Amazon S3 Ingestion Target

Amazon S3 stores data as objects within resources called Buckets. S3 target stores objects on the specified Amazon S3 bucket.

Target Configuration

Configure the target parameters that are explained below.

Connection Name

Connections are the service identifiers. A connection name can be selected from the list if you have created and saved connection details for Amazon S3 earlier. Or create one as explained in the topic - Amazon S3 Connection →

Use the Test Connection option to ensure that the connection with the Amazon S3 channel is established successfully.

A success message states that the connection is available. In case of any error in test connection, edit the connection to resolve the issue before proceeding further.


Bucket Name

Buckets are storage units used to store objects, which consists of data and metadata that describes the data. S3 target bucket name is to be specified.


Path

File/Directory path of the target bucket should be given where the processed objects will be emitted.

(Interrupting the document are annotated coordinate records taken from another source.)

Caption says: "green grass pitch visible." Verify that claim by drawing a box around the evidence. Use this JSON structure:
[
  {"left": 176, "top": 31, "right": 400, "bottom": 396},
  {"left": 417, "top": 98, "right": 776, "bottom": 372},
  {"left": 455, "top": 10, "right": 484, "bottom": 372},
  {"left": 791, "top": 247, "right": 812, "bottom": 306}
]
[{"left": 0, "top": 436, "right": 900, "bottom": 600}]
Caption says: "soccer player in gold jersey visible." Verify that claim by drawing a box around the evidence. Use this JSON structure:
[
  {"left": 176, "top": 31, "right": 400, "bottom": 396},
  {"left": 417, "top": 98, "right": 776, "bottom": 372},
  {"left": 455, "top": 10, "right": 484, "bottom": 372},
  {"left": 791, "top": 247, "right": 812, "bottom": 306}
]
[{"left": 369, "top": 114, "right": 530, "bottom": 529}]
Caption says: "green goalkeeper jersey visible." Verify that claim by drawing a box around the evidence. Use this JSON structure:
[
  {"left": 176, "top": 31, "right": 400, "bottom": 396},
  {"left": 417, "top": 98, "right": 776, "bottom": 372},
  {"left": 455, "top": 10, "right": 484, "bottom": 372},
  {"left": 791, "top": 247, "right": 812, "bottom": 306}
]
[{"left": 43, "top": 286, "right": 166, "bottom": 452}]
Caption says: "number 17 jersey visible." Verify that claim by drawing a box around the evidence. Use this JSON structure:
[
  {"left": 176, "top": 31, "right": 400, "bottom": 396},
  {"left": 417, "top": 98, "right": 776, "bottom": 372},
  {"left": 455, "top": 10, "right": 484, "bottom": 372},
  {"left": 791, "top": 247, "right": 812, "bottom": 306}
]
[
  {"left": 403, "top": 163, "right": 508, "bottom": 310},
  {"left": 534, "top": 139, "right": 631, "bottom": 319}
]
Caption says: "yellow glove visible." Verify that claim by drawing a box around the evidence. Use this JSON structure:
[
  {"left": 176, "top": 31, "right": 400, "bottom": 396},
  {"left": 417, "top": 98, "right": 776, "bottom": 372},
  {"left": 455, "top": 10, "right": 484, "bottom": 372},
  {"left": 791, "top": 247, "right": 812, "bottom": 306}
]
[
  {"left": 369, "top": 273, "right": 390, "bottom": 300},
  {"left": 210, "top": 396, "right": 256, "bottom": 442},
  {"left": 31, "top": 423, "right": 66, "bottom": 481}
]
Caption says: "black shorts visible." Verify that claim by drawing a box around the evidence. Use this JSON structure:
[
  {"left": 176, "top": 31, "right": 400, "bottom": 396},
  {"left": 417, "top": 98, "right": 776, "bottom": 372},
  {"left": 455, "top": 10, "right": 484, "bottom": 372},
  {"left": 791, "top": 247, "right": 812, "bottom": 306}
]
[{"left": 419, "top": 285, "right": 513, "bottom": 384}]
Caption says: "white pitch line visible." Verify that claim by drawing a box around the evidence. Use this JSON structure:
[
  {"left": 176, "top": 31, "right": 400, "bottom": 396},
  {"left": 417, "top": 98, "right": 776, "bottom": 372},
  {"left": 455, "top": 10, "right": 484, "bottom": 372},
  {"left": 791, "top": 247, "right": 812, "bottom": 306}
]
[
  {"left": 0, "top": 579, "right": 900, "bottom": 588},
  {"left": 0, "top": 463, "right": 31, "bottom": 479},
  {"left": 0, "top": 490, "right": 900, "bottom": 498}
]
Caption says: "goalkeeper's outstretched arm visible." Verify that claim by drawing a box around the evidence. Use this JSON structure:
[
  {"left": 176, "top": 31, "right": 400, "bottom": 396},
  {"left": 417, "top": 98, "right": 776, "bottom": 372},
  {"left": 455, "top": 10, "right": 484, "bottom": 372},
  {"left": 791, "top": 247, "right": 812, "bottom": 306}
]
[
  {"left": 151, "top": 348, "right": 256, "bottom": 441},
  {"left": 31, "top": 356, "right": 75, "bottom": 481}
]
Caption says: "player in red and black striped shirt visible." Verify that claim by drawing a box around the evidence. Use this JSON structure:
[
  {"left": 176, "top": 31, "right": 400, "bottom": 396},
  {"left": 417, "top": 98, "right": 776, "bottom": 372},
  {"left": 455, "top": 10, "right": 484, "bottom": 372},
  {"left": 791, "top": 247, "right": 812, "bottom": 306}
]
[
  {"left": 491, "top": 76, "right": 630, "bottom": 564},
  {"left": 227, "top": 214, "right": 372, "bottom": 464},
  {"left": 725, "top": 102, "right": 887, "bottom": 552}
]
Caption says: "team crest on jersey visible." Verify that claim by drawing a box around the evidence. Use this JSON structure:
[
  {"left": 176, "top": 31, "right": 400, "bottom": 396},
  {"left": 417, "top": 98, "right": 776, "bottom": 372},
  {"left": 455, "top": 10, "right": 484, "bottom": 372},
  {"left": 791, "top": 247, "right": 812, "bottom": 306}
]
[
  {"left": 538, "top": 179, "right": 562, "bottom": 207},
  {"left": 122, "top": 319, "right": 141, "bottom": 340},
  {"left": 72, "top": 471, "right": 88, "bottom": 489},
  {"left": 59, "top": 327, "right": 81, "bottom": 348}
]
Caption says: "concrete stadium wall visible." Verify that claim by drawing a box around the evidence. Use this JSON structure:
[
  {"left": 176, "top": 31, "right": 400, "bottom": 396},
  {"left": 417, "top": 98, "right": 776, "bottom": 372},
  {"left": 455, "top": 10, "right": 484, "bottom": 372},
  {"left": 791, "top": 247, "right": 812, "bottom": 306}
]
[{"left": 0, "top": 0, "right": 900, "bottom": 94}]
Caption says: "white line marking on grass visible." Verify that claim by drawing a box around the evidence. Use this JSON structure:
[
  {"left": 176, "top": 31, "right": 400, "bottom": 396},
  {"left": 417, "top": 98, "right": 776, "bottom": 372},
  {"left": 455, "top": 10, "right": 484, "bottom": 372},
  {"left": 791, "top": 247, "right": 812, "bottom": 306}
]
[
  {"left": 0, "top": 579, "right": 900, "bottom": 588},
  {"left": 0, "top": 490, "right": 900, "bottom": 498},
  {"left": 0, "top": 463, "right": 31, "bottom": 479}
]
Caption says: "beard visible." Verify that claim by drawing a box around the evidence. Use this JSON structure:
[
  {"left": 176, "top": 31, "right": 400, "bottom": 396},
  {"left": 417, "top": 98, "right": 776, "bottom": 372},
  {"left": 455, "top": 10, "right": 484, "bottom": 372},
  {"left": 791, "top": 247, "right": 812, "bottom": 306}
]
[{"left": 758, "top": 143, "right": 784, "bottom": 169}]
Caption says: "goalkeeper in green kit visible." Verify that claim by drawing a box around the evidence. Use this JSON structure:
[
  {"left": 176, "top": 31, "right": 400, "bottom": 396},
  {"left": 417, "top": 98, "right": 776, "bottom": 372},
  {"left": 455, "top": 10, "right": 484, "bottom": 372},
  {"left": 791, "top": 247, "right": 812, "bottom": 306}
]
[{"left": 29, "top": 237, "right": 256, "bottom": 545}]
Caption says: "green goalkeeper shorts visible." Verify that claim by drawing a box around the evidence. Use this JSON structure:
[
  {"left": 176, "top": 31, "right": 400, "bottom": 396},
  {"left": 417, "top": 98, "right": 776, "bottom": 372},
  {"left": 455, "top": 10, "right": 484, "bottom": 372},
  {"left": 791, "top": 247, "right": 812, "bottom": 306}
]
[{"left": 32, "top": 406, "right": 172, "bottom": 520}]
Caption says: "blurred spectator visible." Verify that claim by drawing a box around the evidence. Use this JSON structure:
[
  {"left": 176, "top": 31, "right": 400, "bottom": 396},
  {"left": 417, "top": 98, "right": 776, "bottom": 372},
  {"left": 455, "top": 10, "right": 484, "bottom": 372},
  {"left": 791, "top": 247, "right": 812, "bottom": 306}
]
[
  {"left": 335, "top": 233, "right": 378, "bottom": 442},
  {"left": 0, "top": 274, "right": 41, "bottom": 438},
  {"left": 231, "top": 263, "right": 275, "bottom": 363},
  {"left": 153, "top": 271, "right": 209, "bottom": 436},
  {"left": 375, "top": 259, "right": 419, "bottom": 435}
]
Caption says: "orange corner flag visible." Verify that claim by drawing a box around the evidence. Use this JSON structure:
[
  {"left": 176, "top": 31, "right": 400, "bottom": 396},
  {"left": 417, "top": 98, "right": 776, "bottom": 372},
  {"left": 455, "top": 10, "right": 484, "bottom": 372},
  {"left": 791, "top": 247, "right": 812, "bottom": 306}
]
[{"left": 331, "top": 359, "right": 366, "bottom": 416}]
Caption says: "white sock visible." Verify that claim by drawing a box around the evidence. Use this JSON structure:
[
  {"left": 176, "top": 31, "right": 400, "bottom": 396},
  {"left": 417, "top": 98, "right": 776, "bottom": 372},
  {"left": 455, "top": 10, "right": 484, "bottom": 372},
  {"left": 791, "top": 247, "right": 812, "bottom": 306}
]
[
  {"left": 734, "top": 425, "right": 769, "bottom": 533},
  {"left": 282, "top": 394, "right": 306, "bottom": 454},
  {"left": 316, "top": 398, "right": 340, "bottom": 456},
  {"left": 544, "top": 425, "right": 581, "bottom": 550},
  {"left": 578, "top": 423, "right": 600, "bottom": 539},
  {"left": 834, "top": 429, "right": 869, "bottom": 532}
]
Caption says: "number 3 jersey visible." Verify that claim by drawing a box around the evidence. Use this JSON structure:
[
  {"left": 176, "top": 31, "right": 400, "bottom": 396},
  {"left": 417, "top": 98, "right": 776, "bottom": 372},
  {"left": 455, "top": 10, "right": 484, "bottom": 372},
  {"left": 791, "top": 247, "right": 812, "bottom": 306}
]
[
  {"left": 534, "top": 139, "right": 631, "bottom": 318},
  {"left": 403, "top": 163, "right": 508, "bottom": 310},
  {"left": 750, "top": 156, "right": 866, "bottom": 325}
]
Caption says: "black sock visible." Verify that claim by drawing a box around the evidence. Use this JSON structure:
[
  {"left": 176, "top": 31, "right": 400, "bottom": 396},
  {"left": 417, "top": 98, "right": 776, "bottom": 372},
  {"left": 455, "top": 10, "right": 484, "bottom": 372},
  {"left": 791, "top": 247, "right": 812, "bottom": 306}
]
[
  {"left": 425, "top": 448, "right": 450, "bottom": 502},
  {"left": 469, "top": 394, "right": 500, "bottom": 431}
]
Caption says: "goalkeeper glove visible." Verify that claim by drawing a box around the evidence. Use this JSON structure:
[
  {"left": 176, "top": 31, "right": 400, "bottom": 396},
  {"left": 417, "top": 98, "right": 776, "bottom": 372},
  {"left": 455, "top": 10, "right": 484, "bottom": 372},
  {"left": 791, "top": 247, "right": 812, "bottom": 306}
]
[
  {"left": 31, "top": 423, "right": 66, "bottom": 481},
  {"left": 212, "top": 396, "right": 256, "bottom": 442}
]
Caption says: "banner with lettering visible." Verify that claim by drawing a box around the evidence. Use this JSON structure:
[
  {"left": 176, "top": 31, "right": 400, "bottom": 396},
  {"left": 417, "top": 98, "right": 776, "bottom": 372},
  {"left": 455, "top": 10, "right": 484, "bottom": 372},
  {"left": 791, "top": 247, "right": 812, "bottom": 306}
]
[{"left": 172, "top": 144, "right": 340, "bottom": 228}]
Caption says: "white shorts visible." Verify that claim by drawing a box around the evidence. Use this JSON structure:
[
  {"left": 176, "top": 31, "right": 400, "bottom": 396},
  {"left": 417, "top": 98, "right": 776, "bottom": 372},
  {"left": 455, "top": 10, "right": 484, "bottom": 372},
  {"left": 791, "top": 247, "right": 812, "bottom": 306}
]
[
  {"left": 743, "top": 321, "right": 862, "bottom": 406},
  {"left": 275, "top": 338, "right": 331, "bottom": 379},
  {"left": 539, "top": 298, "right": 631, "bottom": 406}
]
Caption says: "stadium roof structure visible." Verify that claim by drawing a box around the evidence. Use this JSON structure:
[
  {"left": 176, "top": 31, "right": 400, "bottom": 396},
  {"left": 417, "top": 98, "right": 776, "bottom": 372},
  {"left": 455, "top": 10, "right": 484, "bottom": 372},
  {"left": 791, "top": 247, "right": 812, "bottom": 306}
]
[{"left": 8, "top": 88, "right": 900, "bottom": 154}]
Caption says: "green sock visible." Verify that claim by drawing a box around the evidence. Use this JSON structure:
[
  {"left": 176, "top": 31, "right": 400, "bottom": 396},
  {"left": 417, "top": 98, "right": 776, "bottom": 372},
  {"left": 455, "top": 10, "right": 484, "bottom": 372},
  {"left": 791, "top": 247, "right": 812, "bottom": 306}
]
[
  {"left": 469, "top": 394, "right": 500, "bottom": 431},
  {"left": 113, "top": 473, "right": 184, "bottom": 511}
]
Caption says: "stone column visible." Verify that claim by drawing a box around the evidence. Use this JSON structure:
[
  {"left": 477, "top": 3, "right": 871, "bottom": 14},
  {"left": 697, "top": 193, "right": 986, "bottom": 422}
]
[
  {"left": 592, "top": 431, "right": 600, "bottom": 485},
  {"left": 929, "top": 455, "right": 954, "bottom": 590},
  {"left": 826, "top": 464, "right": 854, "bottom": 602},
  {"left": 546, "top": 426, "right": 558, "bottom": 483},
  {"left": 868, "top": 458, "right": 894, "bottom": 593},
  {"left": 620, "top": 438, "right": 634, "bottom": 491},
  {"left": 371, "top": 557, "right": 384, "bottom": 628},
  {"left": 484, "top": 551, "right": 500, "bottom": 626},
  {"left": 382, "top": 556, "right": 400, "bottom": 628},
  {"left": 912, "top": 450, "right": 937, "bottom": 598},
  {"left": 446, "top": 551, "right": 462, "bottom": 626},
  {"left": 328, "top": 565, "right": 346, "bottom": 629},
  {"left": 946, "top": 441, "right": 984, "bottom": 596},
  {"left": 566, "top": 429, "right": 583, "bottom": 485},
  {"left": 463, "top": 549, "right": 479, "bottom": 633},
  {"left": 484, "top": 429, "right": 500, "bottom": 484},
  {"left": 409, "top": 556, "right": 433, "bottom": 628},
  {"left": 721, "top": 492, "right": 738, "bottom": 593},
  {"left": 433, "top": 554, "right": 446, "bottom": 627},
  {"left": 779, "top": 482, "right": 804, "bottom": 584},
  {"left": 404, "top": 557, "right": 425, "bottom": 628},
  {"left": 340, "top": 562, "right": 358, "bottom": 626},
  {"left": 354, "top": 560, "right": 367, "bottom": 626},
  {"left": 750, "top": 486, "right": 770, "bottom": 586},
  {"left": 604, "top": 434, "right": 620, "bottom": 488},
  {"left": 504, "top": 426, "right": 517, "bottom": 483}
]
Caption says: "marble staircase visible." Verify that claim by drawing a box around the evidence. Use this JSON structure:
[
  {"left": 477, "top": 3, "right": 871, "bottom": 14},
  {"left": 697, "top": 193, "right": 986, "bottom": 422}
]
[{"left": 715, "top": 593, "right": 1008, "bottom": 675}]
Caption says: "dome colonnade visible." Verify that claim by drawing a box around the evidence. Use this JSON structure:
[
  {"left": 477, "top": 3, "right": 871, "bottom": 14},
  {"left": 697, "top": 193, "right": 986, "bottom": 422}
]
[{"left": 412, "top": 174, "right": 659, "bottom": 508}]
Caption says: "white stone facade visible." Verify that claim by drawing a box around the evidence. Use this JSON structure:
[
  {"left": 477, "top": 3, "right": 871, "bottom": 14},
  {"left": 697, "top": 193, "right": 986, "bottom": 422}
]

Path given directly to the root folder of a bucket is not supported.

A directory path can be given as shown below:

Example: /sales/2022-07-14

Single statement MVEL expressions can be used to create custom folders in the bucket.

Example: The expression sales/@{java.time.LocalDate.now()} will create a folder with the <current_date> inside sales directory.


Custom File Name

Enable this option for creating custom file name in the specified S3 path.


File Name

A custom file name should be provided.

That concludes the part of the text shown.